AMSTERDAM OF THE SOUTH
Political parties, suggests Christopher Pearson,
need to address South Australia's growing drug problem. One of the bleaker
features of living in a mendicant State is the servile attitude that Parliament
- in this case the South Australian Legislative Council - takes towards
organised crime. That august body has just voted to disallow a Government-sponsored
regulation which would have reduced the number of marijuana plants its
citizens can grow, if not with impunity then at most with a $150 misdemeanour
fine, from 10 to three. Adelaide has been long a local version of Amsterdam
-- a centre for the production and distribution of illicit drugs.

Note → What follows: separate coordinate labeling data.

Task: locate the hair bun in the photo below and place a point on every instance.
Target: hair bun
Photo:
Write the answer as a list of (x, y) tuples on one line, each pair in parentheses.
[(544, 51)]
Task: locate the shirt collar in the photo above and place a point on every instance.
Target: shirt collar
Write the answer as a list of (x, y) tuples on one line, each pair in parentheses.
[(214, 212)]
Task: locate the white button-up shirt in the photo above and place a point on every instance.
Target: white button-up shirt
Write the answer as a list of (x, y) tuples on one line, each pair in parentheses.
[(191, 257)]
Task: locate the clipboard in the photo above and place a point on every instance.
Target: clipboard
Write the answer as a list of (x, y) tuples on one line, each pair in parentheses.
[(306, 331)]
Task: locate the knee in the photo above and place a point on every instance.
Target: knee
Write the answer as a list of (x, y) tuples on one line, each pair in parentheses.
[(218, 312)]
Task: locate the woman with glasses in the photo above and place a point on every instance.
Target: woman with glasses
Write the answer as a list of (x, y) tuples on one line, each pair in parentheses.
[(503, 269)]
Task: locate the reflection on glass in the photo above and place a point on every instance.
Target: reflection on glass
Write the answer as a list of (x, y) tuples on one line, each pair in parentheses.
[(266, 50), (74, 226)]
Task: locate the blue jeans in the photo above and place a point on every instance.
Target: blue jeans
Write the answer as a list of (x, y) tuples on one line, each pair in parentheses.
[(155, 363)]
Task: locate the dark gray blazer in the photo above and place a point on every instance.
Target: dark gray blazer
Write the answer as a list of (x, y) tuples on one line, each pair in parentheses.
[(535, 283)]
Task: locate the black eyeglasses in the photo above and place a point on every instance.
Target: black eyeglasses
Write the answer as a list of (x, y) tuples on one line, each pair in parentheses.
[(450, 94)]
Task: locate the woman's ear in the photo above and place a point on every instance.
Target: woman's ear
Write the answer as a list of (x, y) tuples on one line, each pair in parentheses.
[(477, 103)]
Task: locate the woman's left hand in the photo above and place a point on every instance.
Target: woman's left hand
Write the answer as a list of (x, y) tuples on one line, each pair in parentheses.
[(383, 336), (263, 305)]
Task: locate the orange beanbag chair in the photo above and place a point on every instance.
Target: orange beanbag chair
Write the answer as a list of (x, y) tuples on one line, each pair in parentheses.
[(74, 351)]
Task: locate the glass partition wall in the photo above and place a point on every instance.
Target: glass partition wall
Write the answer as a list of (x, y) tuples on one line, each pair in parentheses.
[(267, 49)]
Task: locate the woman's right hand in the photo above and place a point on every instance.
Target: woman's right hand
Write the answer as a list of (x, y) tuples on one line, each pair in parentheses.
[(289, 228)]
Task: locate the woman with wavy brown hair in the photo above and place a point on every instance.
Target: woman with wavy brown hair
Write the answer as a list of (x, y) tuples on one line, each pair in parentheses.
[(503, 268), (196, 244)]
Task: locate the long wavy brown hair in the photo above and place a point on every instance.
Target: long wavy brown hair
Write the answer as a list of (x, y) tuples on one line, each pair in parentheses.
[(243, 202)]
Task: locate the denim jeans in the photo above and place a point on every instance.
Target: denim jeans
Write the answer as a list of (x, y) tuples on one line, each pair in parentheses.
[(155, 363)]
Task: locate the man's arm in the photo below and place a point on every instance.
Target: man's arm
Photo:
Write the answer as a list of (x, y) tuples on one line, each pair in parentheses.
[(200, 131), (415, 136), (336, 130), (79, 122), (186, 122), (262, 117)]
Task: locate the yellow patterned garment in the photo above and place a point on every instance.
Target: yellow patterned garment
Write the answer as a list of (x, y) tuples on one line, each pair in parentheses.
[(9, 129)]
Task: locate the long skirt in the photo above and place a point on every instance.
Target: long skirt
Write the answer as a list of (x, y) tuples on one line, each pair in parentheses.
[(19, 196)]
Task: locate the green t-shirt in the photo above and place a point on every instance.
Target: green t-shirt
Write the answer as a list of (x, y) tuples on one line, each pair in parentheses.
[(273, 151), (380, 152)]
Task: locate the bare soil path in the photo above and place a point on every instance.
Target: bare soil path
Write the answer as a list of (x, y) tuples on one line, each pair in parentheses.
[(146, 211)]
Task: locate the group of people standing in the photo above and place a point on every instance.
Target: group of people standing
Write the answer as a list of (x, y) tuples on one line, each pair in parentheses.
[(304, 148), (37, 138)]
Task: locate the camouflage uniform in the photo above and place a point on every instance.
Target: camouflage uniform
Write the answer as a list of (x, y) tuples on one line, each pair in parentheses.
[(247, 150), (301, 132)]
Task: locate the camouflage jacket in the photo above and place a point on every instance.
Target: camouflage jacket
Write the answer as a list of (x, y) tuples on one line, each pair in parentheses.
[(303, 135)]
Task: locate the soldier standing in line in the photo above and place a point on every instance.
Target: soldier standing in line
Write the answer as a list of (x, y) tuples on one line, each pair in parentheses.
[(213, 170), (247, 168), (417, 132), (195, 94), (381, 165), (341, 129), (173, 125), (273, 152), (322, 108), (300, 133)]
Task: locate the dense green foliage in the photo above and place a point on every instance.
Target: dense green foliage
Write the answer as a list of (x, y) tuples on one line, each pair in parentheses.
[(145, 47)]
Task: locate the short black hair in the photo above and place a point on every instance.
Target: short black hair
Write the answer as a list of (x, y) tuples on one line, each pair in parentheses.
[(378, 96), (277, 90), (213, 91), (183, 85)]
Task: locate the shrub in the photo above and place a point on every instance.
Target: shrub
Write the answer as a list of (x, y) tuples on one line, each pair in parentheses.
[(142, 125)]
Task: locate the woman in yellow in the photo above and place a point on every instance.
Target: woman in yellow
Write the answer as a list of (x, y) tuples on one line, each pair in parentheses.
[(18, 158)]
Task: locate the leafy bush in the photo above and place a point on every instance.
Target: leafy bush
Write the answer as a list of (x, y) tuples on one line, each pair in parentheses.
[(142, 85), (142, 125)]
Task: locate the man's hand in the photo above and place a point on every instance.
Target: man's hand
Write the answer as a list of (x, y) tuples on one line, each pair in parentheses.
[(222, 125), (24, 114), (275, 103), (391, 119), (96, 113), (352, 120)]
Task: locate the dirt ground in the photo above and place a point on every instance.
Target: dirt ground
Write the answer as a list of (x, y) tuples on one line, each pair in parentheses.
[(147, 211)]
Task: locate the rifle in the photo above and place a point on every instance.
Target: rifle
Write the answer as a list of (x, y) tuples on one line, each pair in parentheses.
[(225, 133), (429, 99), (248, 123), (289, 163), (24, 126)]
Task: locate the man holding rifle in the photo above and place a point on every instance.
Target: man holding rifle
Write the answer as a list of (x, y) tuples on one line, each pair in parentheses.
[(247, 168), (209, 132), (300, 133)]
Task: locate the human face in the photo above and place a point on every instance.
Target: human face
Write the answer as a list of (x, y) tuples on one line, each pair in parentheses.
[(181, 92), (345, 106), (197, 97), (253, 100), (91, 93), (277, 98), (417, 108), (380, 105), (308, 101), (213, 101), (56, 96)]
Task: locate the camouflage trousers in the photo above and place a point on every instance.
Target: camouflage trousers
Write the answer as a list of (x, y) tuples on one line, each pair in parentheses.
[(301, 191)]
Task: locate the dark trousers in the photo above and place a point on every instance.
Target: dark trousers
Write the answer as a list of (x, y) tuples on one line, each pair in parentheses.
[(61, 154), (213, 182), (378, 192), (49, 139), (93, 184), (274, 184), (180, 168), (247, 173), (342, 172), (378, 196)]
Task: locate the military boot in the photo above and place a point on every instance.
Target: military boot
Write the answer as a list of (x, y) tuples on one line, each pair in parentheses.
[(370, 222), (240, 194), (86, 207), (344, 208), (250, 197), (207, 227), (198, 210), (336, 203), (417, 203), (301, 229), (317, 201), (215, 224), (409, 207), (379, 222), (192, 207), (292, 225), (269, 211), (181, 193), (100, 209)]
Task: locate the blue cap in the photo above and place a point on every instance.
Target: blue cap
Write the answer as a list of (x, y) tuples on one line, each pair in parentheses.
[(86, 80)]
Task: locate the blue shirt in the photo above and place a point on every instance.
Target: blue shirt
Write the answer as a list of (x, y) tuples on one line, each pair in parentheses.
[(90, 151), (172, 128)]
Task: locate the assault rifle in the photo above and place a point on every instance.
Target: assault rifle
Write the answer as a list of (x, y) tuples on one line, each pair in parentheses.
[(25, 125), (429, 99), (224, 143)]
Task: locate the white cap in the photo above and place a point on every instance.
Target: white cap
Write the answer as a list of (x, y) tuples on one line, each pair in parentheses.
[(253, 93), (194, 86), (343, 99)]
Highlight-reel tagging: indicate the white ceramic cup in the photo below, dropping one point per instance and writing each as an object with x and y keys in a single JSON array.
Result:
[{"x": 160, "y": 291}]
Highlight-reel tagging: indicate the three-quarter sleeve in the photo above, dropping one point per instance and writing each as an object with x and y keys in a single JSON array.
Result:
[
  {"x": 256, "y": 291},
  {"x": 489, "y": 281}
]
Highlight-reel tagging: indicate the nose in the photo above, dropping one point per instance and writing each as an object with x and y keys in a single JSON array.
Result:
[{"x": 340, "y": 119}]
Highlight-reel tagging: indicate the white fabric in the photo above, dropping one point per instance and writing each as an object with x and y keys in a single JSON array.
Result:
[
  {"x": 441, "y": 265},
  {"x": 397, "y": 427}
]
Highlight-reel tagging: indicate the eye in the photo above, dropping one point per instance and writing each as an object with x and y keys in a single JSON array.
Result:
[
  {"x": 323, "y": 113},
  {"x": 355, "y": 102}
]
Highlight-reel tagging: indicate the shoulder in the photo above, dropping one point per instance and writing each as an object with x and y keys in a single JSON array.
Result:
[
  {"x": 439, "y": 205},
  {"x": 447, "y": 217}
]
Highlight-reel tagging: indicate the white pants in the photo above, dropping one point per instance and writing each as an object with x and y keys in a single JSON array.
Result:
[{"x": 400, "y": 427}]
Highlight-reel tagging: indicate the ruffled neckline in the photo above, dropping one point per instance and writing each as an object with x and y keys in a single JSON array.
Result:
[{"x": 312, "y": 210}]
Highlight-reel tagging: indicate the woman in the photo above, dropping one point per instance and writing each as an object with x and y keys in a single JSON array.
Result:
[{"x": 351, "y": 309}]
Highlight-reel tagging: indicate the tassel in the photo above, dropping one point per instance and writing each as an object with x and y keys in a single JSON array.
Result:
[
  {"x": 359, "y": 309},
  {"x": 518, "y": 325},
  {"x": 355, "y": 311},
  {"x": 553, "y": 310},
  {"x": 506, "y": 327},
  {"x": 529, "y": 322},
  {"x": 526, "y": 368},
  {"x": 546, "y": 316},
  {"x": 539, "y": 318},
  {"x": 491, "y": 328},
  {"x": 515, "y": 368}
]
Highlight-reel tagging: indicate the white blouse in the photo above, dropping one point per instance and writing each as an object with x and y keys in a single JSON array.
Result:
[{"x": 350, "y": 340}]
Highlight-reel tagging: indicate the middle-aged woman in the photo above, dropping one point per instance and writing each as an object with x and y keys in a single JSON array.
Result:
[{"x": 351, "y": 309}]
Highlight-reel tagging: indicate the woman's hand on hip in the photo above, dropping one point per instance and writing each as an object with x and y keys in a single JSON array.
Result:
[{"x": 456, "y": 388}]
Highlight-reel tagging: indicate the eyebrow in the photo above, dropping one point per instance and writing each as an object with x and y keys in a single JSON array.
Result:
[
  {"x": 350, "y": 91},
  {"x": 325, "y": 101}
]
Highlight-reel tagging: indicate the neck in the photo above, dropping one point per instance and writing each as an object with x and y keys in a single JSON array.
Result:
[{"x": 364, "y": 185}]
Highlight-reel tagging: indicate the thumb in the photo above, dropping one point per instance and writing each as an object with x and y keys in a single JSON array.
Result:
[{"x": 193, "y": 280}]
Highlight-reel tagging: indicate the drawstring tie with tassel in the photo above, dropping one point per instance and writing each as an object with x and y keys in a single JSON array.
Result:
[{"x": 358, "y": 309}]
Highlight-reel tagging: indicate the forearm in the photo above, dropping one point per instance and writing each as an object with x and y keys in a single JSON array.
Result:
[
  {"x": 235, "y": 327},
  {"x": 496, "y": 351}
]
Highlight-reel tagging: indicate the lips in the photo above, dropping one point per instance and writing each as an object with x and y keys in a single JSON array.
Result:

As The Australian's Carol Altmann recently noted,
Sydney has 19 hydroponic suppliers. Melbourne has 13. In Adelaide there
are 71, many of them owned by biker gangs. If you are unemployed, a student
or a sole parent, growing dope can reap you up to $80,000 a year, tax
free. In some suburbs the gangs are major institutional landlords, providing
more reliable protection than the police. One of the advantages of hydroponics
businesses is that they can conveniently launder the money. As well, they
provide likely suppliers not only with the means of production "on tick"
but also their only plausible, albeit parodic, experience of the work
ethic. One of the great successes of the Federal Government's work for
the dole campaign has been in pin-pointing the extent to which unemployment
has been both partial and voluntary. Being the most convenient source
of marijuana has advantages for a depressed regional economy. Individually,
it's like becoming a part of what Les Murray calls "the people's other
world". The money is easy and the work and risk are negligible. The rot
really set in during the Keating era, when interest rates were around
18 per cent. Middle-aged country people, whose delinquencies had never
stretched much beyond catching a few out-of-season crayfish and who'd
thought of themselves as essentially law-abiding, began growing and selling
drugs they wouldn't want their grandchildren to have anything to do with.
When people who might once have passed for the salt of the earth find
themselves so deeply compromised, civil society begins to unravel very
quickly. Lawlessness and normlessness become the norm.
There can be no doubt about the fundamentals in
this debate. Permission to grow 10 plants at a time, or 40 a year, results
in vastly more marijuana than one person could use. So the legislation
connives at trafficking in drugs. The State leader of the Australian Democrats,
Michael Elliott, led the charge to disallow the Government's reform regulation.
He saw himself as looking after the interests of "disorganised crime"
at the expense of the drug barons. When ageing hippies are half your constituency,
what else can be expected? It was a conscience vote and neither the Labor
members nor the Independents and the Liberal who formed an adventitious
majority could manage much in the way of coherent argument. The Government
intends to bring the matter to another vote and I expect that next time,
under more searching scrutiny, there will be a different outcome. Frances
Nelson QC, who chairs the South Australian Parole Board, has been pointedly
telling anyone with ears to hear about the recent spate of marijuana-related
crime. The picture she paints is much less benign than the class of '68
would allow. Nelson doubts that the category of a "safe drug" is applicable
to something which, especially when combined with alcohol, so often leads
to horrendous violence. There have been too many cases where psychotic
cruelty was plainly drug-related for them to be conveniently amnesed with
soothing nostrums about victimless crimes. The Legislative Council is
elected by a version of proportional representation. Its members seldom
feel the chill wind of popular rage and can afford a certain insouciance,
unlike their colleagues in the Lower House. Councillors with the buffer
of very long terms can allow themselves the self-indulgences we've come
to expect of "the anti-Vietnam RSL". In the House of Assembly, where issues
such as this can quite markedly affect electoral outcomes, both of the
major parties must declare their hands. The Premier and the Leader of
the Opposition must turn this issue of conscience into a matter of party
policy or live with the consequences.